Nachdem man bei Rachel Cox' Großmutter eine degenerative Hirnerkrankung diagnostiziert hatte, entschied sich die Fotografin dazu, die verbleibende gemeinsame Zeit zu dokumentieren.

Mind Meld

Im Jahr 2010 diagnostizierte man bei Rachel Cox' Großmutter eine degenerative Hirnerkrankung. Eine niederschmetternde Nachricht für die ganze Familie. Daraufhin entschied sich Rachel dazu, die letzten Jahre der alten Dame in Texas zu dokumentieren. Dabei entstanden dann Bilder, die laut Rachel bei "Unterhaltungen, Gesten und Todeserfahrungen" gemacht wurden.

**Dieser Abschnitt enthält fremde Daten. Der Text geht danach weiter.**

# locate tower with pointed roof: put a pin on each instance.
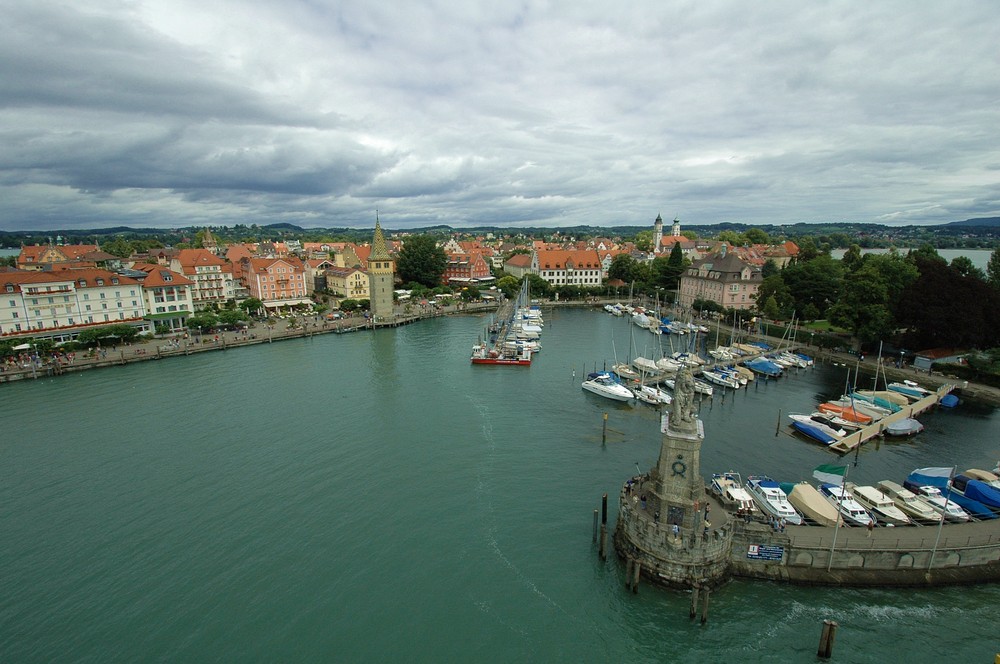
(381, 274)
(657, 234)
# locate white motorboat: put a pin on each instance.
(949, 509)
(771, 499)
(604, 384)
(654, 396)
(852, 511)
(879, 504)
(915, 507)
(729, 488)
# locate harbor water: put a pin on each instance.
(375, 497)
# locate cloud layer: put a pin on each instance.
(176, 113)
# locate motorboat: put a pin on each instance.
(852, 511)
(977, 490)
(909, 389)
(606, 385)
(810, 503)
(869, 398)
(848, 413)
(886, 395)
(721, 379)
(654, 396)
(814, 430)
(879, 504)
(826, 424)
(990, 478)
(904, 427)
(646, 365)
(974, 507)
(729, 489)
(764, 367)
(771, 500)
(914, 507)
(949, 509)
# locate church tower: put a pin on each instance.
(381, 274)
(657, 234)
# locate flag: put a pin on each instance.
(933, 472)
(830, 474)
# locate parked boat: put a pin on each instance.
(906, 500)
(852, 511)
(606, 385)
(810, 503)
(848, 413)
(977, 490)
(904, 427)
(976, 509)
(879, 504)
(984, 476)
(771, 500)
(654, 396)
(949, 509)
(728, 487)
(764, 367)
(483, 354)
(909, 389)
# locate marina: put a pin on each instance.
(171, 512)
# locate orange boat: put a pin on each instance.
(846, 412)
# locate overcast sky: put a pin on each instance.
(460, 112)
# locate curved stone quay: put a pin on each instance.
(709, 545)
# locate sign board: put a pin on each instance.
(764, 552)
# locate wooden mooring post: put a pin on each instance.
(826, 638)
(602, 550)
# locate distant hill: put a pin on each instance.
(989, 222)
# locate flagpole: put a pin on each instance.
(836, 527)
(944, 511)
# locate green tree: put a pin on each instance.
(252, 305)
(757, 236)
(118, 247)
(421, 260)
(509, 285)
(852, 258)
(232, 317)
(993, 269)
(964, 266)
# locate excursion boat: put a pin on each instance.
(904, 427)
(852, 511)
(914, 507)
(810, 503)
(880, 505)
(606, 385)
(771, 499)
(729, 489)
(483, 354)
(949, 509)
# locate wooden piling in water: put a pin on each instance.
(826, 638)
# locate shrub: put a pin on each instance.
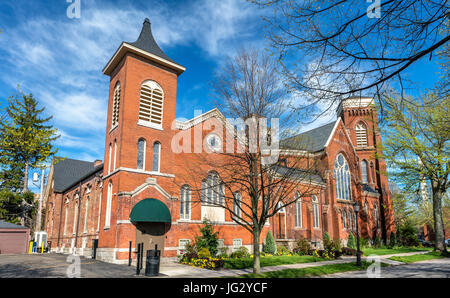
(223, 252)
(283, 251)
(242, 252)
(348, 251)
(364, 242)
(303, 247)
(333, 247)
(392, 240)
(269, 246)
(351, 241)
(208, 238)
(408, 235)
(190, 252)
(377, 242)
(206, 263)
(204, 253)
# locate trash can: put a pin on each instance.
(152, 262)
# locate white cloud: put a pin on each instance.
(60, 60)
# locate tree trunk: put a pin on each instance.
(438, 220)
(256, 252)
(25, 189)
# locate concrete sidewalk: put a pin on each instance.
(185, 271)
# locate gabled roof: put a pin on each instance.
(7, 225)
(313, 140)
(296, 173)
(70, 171)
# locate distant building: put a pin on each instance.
(142, 191)
(14, 239)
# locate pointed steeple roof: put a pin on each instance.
(145, 46)
(147, 42)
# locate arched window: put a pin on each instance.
(372, 172)
(342, 178)
(108, 206)
(185, 202)
(212, 189)
(156, 156)
(115, 154)
(298, 211)
(75, 217)
(316, 214)
(151, 104)
(110, 158)
(350, 219)
(237, 205)
(344, 219)
(116, 105)
(65, 219)
(361, 135)
(86, 217)
(376, 215)
(364, 171)
(141, 154)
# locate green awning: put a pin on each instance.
(150, 210)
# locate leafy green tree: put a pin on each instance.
(417, 148)
(351, 240)
(10, 206)
(408, 234)
(269, 245)
(392, 240)
(208, 238)
(26, 139)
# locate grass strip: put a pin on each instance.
(243, 263)
(390, 251)
(311, 271)
(417, 258)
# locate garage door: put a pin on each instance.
(13, 242)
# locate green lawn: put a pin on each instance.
(310, 271)
(270, 261)
(416, 258)
(389, 251)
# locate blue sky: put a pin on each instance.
(59, 59)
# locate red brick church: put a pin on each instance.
(142, 191)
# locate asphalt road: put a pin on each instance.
(63, 266)
(57, 265)
(437, 268)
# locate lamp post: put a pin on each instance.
(358, 251)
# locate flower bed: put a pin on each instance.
(205, 263)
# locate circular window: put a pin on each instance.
(213, 141)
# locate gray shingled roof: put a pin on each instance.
(313, 140)
(368, 188)
(7, 225)
(147, 43)
(296, 173)
(69, 171)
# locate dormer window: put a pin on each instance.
(361, 135)
(151, 105)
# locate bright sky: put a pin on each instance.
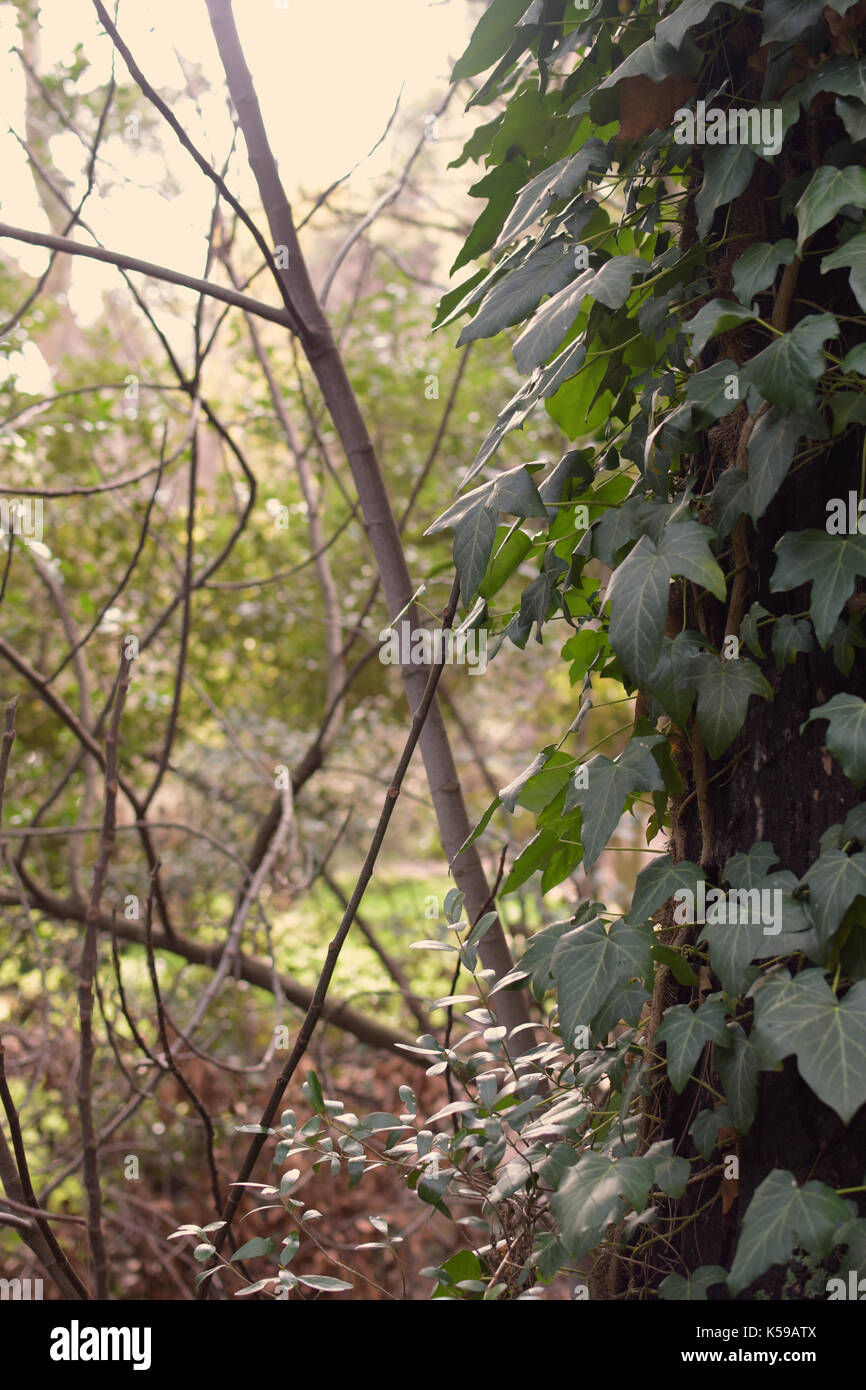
(327, 75)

Rachel erzählt auch davon, wie sie einfach den Drang verspürt hat, die Demenz-Entwicklung bei ihrer Großmutter aufzuzeichnen. Sie hoffte, dass es ihr die eingefangenen Momente ermöglichen würden, sich akkurat an ihre Großmutter zu erinnern. So entstand auch die Fotoserie "Shiny Ghost", die in Großbritannien vor Kurzem sogar bei den Portrait Awards von Lens Culture ausgezeichnet wurde.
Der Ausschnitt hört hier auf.